Sunday, February 23, 2014

Blogs Are for Words, Github Is for Code

I'm still excited about keeping this blog, but it's awkward to try to explain the things I've been doing. I've learned so much over the past few days that it would take much longer than I'm willing to spend regurgitating it here.

An Epihany

Blogs weren't designed for code. Sure, it's OK to talk about code and include a few snippets or gists, but blogs are meant for rambling about stuff, not granularly documenting code. It's too cumbersome to add context. Additionally, I spend all my time in the code. Why not work on helping out noobs like us while I'm in there?

Github Accounts Are Free

I've forked the MEAN boilerplate (forking is just making your own copy in Github) and called it Nice MEAN. This is, to extend the Harry Potter reference, my textbook.
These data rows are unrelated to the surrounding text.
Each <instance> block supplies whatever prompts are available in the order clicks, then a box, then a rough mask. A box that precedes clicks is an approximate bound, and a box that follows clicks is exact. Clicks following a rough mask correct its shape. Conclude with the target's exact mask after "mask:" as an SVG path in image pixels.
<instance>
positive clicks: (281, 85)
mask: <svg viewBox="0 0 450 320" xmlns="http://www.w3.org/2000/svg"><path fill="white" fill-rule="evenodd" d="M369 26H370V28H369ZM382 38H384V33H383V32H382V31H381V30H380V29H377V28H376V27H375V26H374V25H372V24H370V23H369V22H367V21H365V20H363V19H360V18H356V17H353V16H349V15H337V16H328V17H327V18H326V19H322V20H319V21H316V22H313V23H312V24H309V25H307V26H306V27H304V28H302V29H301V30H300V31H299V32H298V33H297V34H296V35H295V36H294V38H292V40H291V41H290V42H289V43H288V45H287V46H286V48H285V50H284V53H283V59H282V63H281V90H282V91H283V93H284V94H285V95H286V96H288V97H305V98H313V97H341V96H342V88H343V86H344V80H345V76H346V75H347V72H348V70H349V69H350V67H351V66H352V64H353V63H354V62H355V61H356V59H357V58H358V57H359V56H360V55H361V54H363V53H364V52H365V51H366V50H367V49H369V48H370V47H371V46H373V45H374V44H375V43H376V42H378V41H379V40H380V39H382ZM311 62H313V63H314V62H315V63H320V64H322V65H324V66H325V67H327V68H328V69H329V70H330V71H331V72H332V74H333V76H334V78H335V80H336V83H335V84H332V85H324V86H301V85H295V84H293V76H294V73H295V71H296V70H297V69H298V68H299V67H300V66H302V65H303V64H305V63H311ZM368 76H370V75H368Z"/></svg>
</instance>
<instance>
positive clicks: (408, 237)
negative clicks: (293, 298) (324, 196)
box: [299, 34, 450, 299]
I'm going to keep writing notes in comments to you, me, and everyone else explaning what's going on in the code. That's what I've been doing all week anyway. It's dumb to come to Blogger and try to reproduce that. So, while you're learning the MEAN stack, please feel free to use my book. You can get the version without dog-earred pages like everyone else, but my version has lots of comments from the layman's perspective. Hell, get both versions. It's not like you have to pay for them.

tl;dr

This was not too long, but for consistency... Today's lesson: Use the right tool for the job.